Digital currencies, such as bitcoins, are a relatively recent phenomenon in the online Internet landscape and an emerging force in the financial sector. Although they do not conform to traditional institutional practices, they are increasingly accepted as viable commercial currencies.
New technologies, especially peer-to-peer consensual networks and cloud-based technologies such as blockchain, offer exciting innovation and competition potential. Technological advances have also resulted in rapid changes in the way we manage our money (eg. online and contactless payments, smartphone applications, etc.). The emergence of digital currencies such as Bitcoin has opened up new opportunities to support economic growth.
Role as Money
Money is a social convention that particularly facilitates trade when a double coincidence of desires is missing, solving the problem of lack of self-confidence in the exchange. In practice, money is generally defined by the three functions it traditionally exercises: first, a unit of account, since it serves as a general measure of the value of goods and services marketed in an economy; secondly, a means of exchange accepted for the payment of goods and services and for the payment of debts; third, a store of value, a way of storing wealth, to transfer the purchasing power of the present to the future.
Like this type of money, crypto-currencies are fiduciary. The digital form of cryptocurrencies and the lack of connection to a specific jurisdiction allow for a truly global and easily accessible currency that could facilitate world trade.
Bitcoin as a Digital currency
Bitcoin was introduced in 2009 and was the first convertible digital convertible currency and the first cryptocurrency. Bitcoin has been developed as an electronic payment system that allows two parties to do business directly on the Internet without the need for a trusted external intermediary.
ICT innovation is generating increasing interest in the currency, which is reflected in an increase in BTC’s exchange rate. Bitcoin is very popular because:
- It can be converted into traditional currencies such as the dollar
- It does not depend on a state, a bank, a company or an organization;
- is not subject to any control by the public authorities;
- The exchange rate is unaffected by crises, wars, policies or inflation.

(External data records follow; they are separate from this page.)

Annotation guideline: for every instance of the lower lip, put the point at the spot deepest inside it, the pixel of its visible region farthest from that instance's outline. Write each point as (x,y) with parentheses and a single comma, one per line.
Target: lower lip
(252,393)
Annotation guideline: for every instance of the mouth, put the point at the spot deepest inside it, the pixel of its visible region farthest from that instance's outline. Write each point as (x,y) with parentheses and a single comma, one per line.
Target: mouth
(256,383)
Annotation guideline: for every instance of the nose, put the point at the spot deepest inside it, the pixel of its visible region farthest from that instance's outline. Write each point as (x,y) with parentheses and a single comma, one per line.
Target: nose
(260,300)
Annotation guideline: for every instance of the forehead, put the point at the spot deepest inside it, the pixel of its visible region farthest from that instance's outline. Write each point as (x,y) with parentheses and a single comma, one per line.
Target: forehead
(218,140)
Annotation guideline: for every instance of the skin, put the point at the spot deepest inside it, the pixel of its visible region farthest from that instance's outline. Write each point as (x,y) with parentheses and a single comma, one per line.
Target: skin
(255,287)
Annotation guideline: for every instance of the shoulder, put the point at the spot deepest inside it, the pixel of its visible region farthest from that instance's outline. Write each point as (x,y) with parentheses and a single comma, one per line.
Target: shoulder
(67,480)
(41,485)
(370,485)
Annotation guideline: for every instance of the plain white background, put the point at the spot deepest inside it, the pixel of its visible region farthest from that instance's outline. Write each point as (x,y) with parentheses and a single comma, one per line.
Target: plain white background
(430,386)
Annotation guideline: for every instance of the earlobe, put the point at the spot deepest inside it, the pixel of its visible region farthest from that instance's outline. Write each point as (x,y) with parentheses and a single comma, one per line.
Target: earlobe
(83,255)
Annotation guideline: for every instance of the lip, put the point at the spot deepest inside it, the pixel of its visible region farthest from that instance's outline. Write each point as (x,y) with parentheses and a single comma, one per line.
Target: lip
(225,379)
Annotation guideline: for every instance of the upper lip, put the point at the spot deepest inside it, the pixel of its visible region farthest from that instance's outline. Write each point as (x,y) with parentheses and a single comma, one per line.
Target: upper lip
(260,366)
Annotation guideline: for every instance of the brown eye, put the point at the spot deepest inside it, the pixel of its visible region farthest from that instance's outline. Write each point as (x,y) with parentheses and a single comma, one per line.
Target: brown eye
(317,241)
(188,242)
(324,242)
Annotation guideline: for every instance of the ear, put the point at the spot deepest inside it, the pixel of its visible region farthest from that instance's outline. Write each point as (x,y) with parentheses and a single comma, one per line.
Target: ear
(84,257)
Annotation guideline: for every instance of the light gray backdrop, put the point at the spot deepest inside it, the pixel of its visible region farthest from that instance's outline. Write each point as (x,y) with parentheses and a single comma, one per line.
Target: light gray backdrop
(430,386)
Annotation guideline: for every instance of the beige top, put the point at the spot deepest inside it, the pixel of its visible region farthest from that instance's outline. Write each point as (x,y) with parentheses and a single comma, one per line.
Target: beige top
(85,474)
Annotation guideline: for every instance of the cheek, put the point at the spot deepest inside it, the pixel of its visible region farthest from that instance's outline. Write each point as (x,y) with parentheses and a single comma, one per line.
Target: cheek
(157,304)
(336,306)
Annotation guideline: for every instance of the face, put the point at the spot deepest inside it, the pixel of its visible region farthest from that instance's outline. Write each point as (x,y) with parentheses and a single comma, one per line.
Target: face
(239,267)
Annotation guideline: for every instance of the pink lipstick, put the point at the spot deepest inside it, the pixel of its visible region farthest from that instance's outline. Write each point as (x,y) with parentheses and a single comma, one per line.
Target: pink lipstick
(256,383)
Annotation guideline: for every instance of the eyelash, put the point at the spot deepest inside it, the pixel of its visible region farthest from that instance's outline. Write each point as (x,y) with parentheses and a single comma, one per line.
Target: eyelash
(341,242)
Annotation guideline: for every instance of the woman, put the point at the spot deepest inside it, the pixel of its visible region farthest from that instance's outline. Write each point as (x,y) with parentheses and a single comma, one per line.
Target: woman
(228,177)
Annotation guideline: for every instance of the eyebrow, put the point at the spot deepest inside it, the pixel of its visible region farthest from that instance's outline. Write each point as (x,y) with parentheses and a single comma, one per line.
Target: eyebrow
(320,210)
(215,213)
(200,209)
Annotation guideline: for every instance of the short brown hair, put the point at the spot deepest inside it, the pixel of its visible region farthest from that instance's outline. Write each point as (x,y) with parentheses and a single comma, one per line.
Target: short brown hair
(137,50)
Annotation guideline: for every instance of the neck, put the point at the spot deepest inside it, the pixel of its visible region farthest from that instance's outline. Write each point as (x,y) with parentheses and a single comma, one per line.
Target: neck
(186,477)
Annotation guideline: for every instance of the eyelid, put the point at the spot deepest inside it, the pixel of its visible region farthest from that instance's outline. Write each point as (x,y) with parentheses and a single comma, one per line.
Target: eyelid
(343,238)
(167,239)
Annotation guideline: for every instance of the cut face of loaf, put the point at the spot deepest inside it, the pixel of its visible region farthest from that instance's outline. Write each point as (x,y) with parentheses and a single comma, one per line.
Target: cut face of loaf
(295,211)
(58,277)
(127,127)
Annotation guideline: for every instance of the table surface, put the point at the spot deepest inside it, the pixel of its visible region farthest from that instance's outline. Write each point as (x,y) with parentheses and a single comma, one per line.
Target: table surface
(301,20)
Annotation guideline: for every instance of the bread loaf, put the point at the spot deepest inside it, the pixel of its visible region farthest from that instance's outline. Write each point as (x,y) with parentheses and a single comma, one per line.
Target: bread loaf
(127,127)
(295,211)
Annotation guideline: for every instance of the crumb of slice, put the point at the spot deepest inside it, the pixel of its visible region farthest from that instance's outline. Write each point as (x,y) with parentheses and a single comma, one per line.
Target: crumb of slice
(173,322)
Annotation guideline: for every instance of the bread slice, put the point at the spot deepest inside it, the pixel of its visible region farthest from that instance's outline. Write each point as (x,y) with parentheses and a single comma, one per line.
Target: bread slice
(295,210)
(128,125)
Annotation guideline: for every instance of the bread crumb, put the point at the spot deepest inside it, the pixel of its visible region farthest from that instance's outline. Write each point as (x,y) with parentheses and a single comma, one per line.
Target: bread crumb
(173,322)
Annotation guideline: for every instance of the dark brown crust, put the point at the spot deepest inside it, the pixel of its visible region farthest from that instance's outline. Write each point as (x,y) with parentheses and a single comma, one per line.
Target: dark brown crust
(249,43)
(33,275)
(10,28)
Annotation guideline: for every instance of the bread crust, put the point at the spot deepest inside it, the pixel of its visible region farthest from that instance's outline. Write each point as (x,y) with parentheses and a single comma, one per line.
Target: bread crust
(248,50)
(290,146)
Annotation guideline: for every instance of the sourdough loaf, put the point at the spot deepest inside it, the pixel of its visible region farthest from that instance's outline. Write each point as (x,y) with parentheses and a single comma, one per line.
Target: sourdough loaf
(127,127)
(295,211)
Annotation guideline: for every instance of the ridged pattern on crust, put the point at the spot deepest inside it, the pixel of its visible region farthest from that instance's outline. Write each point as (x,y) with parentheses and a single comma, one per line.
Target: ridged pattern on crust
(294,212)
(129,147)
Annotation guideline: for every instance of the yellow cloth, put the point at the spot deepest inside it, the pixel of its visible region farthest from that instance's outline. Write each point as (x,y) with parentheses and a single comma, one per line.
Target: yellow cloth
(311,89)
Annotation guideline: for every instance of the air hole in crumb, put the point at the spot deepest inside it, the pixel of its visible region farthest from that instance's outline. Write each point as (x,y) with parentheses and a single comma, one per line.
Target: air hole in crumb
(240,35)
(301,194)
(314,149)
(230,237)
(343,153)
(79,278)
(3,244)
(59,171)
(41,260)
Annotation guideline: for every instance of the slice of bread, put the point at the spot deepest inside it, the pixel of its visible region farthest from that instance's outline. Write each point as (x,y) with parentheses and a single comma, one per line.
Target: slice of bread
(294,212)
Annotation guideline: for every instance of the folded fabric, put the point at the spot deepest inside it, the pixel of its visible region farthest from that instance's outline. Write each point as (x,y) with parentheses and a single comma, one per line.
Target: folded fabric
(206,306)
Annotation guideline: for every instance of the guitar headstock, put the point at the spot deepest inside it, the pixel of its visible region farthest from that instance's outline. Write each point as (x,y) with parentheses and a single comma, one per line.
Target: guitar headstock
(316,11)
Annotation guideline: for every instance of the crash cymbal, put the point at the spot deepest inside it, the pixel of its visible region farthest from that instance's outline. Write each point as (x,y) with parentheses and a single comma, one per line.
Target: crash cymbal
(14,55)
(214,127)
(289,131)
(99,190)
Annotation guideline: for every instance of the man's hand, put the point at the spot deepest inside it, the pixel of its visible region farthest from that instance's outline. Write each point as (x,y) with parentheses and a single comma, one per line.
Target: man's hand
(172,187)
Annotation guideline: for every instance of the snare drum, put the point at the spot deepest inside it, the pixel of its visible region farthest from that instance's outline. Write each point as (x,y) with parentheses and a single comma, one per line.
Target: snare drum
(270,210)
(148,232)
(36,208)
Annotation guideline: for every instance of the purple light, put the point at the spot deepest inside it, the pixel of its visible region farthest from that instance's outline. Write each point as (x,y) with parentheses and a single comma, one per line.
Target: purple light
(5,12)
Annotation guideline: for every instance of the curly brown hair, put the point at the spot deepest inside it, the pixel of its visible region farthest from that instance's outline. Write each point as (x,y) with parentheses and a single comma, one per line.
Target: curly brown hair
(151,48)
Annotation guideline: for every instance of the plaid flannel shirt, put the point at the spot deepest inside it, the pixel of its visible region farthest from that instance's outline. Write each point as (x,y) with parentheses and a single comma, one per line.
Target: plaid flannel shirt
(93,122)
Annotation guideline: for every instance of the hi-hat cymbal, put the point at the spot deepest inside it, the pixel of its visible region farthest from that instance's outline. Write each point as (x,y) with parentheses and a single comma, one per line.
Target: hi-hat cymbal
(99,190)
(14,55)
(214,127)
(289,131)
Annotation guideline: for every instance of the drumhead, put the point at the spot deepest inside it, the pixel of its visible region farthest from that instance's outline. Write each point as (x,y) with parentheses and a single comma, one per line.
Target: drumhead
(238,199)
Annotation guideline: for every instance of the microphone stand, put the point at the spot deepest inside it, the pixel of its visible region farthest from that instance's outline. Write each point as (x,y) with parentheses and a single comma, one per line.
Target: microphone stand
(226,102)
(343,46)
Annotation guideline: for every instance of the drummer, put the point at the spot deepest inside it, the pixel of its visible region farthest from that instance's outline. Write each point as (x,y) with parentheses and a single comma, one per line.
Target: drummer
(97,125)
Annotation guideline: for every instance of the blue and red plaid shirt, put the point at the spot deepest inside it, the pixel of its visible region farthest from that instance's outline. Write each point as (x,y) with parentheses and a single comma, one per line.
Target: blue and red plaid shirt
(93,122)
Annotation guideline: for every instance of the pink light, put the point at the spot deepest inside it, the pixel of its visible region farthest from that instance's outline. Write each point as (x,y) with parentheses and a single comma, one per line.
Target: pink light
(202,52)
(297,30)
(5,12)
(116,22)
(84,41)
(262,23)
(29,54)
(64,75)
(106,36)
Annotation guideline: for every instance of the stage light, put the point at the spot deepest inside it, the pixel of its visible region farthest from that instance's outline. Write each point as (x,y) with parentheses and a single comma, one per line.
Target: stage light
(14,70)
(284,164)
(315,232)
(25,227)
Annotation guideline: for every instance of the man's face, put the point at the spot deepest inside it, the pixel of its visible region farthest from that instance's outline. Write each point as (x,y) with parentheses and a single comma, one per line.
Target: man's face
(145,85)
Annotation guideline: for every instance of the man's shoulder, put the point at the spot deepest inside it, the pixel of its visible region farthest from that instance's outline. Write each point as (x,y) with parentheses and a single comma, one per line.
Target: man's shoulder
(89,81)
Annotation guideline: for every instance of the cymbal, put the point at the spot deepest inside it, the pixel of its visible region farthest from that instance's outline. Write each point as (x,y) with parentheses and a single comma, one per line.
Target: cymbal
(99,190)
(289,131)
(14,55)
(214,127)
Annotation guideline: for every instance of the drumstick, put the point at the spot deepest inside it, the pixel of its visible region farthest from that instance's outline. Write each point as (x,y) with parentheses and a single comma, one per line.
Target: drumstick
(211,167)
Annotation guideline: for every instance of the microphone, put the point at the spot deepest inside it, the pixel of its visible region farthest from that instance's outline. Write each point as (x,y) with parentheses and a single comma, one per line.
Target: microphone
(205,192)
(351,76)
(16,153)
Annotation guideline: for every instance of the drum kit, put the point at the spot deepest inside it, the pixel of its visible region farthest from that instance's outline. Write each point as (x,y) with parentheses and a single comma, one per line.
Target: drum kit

- It can be used in more portals and online stores.
- It can be converted into a real currency in which withdrawals can be mad
The banking system and its scope maybe reduced, in particular, because of the continued development of a parallel and independent virtual cash circulation system. Globalization, communication and technological innovation can help to increase the demand for independent money (or equivalent currency) for micro-payments or payments for Internet services. Bitcoin is a currency independent of any banking system and is controlled by a community of enthusiasts. This independence can lead to the storage of values. A stable exchange rate for this currency will be of great importance. While other currencies lose value, Bitcoin can protect against inflation.
The digital currency has an impact on the global monetary system. This has an impact on the demand for real money, which causes it to grow or fall. This can be problematic for predicting the volume of real money.